The effect of this is already apparent in the problems that suppliers are having with importation of herbs. The AAOM and the AHPA have been working together and meeting with the FDA to obtain more clarification so that practitioners will still have access to herbs and so that suppliers will be able to provide that access. But this process will be a lengthy one and will take time.
AT: The Visioning Search Task Force (of which AAOM is a member) is working on a vision process to help shape the profession for the next 10 to 20 years. What role does the AAOM play as a part of the VSTF? Where do you see the profession 10 years from now? Twenty years from now?
GB: The AAOM supports the VSTF in the development of a "Future Search" process. In this regard, we provide leadership, personnel and meeting space in order for the potential common vision that exists within this community to be realized.
It is not the job of the AAOM or any other single agency to determine the future vision of Chinese medicine in America. We are here to serve the vision that is emerging from the key stakeholders within the field. That said, it has been mutually agreed that within 15 years, practitioners will enter the field with doctoral degrees, that there is parity with other professions with regard to reimbursement, and that the profession successfully maintains the treasure house of knowledge that we call Oriental medicine.
AT: There are roughly 4,000 students currently enrolled at acupuncture schools in the U.S. Many of them will have just graduated by the time this interview is published. If you could give these students and new graduates any advice about the profession, what would you tell them?
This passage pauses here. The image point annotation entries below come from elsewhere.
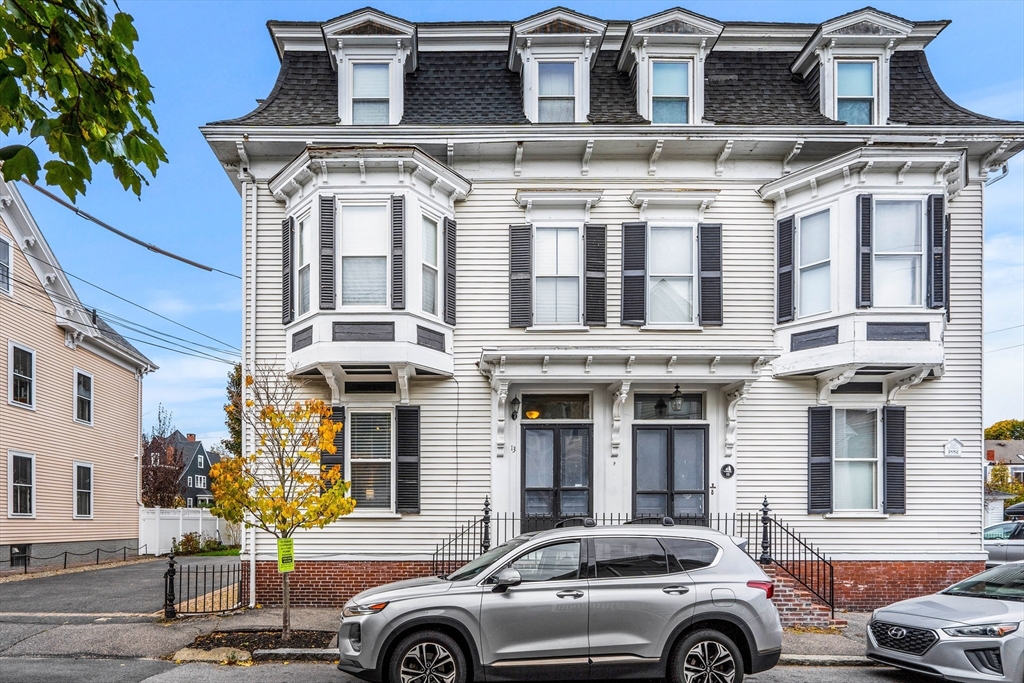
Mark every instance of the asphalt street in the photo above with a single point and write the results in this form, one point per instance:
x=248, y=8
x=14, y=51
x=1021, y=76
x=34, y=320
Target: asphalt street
x=128, y=589
x=156, y=671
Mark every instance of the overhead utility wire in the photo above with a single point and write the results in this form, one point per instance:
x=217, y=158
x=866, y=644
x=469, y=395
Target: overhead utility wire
x=152, y=247
x=71, y=274
x=108, y=315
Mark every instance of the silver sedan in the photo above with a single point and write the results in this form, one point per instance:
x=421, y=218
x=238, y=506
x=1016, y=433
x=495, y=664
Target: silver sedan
x=973, y=631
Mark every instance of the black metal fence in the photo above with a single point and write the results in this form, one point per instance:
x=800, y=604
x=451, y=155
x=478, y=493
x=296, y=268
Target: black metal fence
x=24, y=560
x=201, y=589
x=764, y=537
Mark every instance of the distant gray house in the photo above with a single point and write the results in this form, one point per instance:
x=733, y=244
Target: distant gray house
x=195, y=480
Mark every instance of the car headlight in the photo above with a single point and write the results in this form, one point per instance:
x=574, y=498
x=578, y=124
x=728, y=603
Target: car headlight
x=983, y=630
x=363, y=610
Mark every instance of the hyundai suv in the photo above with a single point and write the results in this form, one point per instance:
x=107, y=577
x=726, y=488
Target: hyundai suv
x=646, y=601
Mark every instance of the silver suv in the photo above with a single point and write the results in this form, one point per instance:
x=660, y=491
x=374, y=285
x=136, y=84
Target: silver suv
x=640, y=601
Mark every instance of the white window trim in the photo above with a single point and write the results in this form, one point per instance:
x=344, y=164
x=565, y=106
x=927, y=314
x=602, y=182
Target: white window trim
x=879, y=462
x=923, y=233
x=11, y=345
x=92, y=397
x=578, y=325
x=10, y=267
x=833, y=210
x=690, y=98
x=74, y=486
x=370, y=408
x=340, y=204
x=10, y=484
x=876, y=83
x=694, y=323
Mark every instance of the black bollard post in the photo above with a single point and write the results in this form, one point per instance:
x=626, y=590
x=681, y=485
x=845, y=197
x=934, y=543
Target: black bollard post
x=765, y=542
x=169, y=611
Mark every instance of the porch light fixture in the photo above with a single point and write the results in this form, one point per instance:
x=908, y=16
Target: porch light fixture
x=676, y=400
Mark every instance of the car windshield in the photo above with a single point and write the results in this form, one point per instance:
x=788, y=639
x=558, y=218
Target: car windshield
x=484, y=560
x=1001, y=583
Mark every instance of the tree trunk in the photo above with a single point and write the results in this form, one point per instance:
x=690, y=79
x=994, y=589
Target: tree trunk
x=286, y=631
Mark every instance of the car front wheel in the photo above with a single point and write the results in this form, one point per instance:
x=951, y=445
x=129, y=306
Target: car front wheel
x=706, y=656
x=427, y=656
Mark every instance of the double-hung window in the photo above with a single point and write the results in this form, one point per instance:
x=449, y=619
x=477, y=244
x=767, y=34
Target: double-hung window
x=556, y=91
x=855, y=459
x=371, y=101
x=83, y=397
x=431, y=260
x=371, y=457
x=303, y=258
x=5, y=266
x=670, y=92
x=556, y=254
x=83, y=489
x=855, y=92
x=364, y=254
x=897, y=250
x=670, y=275
x=23, y=375
x=814, y=264
x=22, y=474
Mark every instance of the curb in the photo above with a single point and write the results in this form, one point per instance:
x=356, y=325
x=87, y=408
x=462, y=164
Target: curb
x=825, y=660
x=297, y=654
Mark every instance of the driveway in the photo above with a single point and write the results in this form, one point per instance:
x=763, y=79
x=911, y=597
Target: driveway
x=127, y=589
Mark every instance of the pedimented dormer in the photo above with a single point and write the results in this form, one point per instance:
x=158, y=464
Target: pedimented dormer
x=849, y=57
x=554, y=52
x=665, y=54
x=372, y=51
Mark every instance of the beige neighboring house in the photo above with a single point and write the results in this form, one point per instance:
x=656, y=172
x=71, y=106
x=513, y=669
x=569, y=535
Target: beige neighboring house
x=71, y=397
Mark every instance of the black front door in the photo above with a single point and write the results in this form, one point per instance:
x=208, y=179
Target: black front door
x=670, y=471
x=557, y=465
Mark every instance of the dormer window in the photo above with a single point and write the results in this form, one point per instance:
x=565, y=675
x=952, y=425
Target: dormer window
x=556, y=92
x=855, y=92
x=371, y=103
x=670, y=91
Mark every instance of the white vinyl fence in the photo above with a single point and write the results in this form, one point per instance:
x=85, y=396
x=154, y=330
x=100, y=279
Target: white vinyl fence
x=157, y=527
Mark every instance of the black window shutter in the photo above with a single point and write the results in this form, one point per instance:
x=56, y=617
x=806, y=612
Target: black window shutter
x=894, y=453
x=819, y=460
x=520, y=275
x=328, y=275
x=634, y=273
x=784, y=299
x=328, y=460
x=287, y=300
x=710, y=254
x=451, y=253
x=397, y=252
x=865, y=218
x=937, y=251
x=407, y=442
x=595, y=284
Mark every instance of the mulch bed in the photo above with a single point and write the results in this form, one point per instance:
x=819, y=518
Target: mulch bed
x=261, y=640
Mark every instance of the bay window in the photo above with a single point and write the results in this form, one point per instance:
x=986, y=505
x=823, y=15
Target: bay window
x=814, y=264
x=364, y=254
x=556, y=254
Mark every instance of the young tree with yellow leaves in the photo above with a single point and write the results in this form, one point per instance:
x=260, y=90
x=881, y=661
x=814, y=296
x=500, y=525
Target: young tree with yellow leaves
x=280, y=485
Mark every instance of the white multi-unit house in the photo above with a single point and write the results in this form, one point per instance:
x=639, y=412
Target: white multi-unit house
x=662, y=267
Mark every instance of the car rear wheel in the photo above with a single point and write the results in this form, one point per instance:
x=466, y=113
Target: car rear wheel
x=427, y=656
x=706, y=656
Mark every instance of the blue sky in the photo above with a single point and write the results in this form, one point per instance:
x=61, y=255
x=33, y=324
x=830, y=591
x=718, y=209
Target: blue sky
x=210, y=60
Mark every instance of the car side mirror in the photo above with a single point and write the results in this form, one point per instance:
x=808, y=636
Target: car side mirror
x=506, y=579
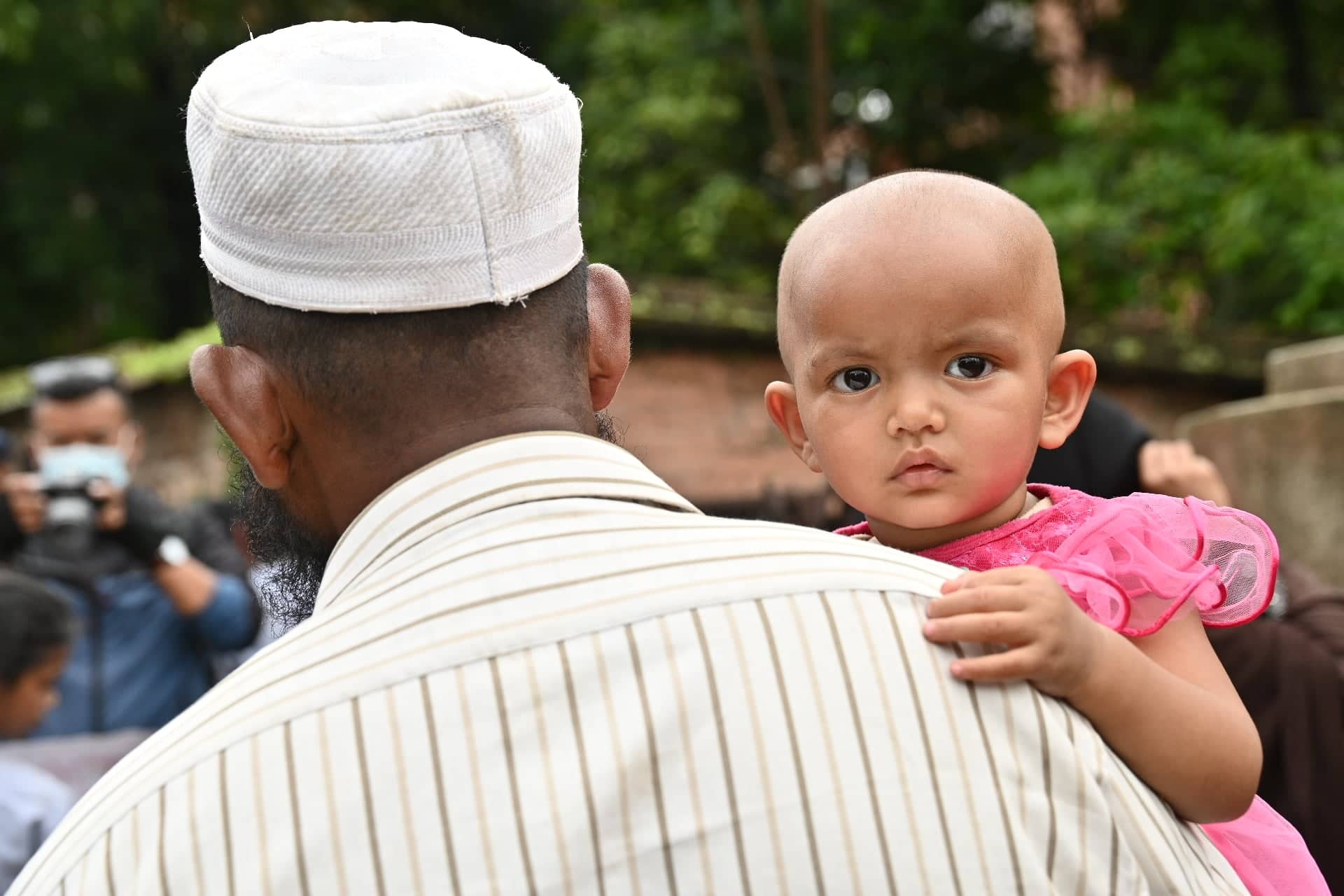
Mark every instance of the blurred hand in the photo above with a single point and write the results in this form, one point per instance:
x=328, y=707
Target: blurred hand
x=27, y=503
x=1051, y=643
x=1174, y=468
x=112, y=505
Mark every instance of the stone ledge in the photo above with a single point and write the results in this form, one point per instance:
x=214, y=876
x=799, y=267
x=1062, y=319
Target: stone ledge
x=1284, y=460
x=1307, y=365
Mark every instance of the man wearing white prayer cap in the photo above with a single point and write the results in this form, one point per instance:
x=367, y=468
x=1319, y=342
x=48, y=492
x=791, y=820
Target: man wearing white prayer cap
x=530, y=665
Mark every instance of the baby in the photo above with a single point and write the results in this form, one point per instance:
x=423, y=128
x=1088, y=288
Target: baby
x=920, y=323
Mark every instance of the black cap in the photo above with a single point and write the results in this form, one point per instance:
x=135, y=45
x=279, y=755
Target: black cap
x=70, y=378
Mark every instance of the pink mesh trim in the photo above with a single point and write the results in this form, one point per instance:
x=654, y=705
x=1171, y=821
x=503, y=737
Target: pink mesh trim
x=1130, y=564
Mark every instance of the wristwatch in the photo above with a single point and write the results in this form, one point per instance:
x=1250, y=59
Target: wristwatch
x=174, y=551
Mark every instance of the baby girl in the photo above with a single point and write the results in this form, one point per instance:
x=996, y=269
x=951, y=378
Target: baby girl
x=920, y=323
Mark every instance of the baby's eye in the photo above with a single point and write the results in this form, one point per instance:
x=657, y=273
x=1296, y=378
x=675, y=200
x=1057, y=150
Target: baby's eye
x=854, y=379
x=971, y=367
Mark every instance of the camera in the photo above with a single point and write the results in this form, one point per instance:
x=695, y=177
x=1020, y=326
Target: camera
x=66, y=475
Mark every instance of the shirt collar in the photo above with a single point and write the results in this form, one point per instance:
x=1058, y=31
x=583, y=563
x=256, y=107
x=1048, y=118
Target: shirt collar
x=484, y=477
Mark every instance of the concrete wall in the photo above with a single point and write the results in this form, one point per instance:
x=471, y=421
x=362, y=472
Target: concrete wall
x=695, y=416
x=1282, y=453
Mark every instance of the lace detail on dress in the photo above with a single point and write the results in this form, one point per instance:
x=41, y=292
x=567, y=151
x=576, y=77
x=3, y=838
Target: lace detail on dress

GB: Join your state association and the AAOM, and support their work. Your state and national associations are a major part of why you have this opportunity to practice the medicine you have worked so hard to master. By contributing to your state and national associations, your ideas, contributions and leadership will help shape the future of your profession.
AT: Any other final comments you'd like to add?
GB: I would like to thank Acupuncture Today for allowing me to address the concerns of our profession in this forum.
AT: Thank you.
Geno Bruno is one of the pioneers in the profession, he has dedicated his career to the advancement of acupuncture and Oriental Medicine in the U.S. He's served in teaching and research positions, and has been in private practice for over 45 years. In 2007 he established the Trudy McAlister Foundation.